Limit Evaluation: A Step-by-Step Approach

Evaluating Limits at Infinity

Our first challenge is to evaluate the limit as x approaches infinity for the rational function:

lim (x→∞) (3x^2 - 2x + 1) / (5 - 8x^2)

When dealing with limits at infinity for rational functions, the key is to focus on the highest powers of x in the numerator and denominator. In this case, that's x².

To tackle this, we'll divide both the numerator and the denominator by x². This might sound a bit scary, but trust me, it simplifies things beautifully. Here’s how it looks:

lim (x→∞) [(3x^2 - 2x + 1) / x^2] / [(5 - 8x^2) / x^2]

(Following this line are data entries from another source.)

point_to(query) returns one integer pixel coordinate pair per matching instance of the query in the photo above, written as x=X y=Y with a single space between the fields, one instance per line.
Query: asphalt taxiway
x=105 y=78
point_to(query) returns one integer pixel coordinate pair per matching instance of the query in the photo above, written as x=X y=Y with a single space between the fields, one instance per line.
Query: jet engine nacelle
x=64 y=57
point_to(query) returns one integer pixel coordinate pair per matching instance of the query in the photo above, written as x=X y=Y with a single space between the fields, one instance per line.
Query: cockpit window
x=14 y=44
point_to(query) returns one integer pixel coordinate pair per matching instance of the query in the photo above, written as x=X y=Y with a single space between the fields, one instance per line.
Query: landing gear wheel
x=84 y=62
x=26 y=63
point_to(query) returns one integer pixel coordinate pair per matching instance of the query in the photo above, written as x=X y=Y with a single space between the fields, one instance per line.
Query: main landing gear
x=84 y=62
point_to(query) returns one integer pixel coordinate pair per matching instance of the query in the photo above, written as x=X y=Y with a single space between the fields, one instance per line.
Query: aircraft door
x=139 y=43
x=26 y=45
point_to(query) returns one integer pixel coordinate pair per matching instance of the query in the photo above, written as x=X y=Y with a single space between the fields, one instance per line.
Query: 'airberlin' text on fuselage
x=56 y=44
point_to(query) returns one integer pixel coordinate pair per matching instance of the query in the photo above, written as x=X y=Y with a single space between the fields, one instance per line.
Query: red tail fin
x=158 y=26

Now, let's distribute the division:

lim (x→∞) [3 - (2/x) + (1/x^2)] / [(5/x^2) - 8]

As x approaches infinity, the terms 2/x, 1/x², and 5/x² all approach zero. Think about it: if you divide a constant by an increasingly large number, the result gets closer and closer to zero. This leaves us with:

lim (x→∞) [3 - 0 + 0] / [0 - 8] = 3 / -8 = -3/8

So, the limit as x approaches infinity for the given function is -3/8. See? Not so intimidating after all!

This method works because as x grows infinitely large, the terms with lower powers of x become insignificant compared to the highest power. By dividing through by the highest power, we effectively isolate the dominant terms and make the limit much easier to evaluate.

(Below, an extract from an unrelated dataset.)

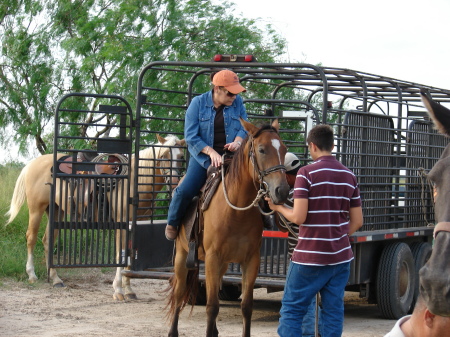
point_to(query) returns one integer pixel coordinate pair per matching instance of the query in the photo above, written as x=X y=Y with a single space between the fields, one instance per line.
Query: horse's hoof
x=118 y=297
x=131 y=297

Key Takeaway: When evaluating limits of rational functions at infinity, divide both the numerator and denominator by the highest power of x to simplify the expression.

Evaluating Limits with Radicals

Next up, we've got a limit that involves a radical:

lim (x→4) (x - 4) / (√x - 2)

If we try to directly substitute x = 4, we end up with 0/0, which is an indeterminate form. This tells us we need to do some algebraic manipulation to find the limit. The trick here is to rationalize the denominator. This means we'll multiply both the numerator and the denominator by the conjugate of the denominator.

The conjugate of √x - 2 is √x + 2. So, let's multiply:

lim (x→4) [(x - 4) / (√x - 2)] * [(√x + 2) / (√x + 2)]

Multiplying the numerators and denominators, we get:

lim (x→4) [(x - 4)(√x + 2)] / [(√x - 2)(√x + 2)]

The denominator simplifies nicely using the difference of squares formula (a - b)(a + b) = a² - b²:

lim (x→4) [(x - 4)(√x + 2)] / [x - 4]

Now, we can cancel the (x - 4) terms:

lim (x→4) (√x + 2)

Finally, we can substitute x = 4:

√4 + 2 = 2 + 2 = 4

So, the limit as x approaches 4 for the given function is 4. Rationalizing the denominator allowed us to eliminate the indeterminate form and find a definite limit.

Key Takeaway: When dealing with limits involving radicals, rationalize the denominator by multiplying both the numerator and denominator by the conjugate of the denominator.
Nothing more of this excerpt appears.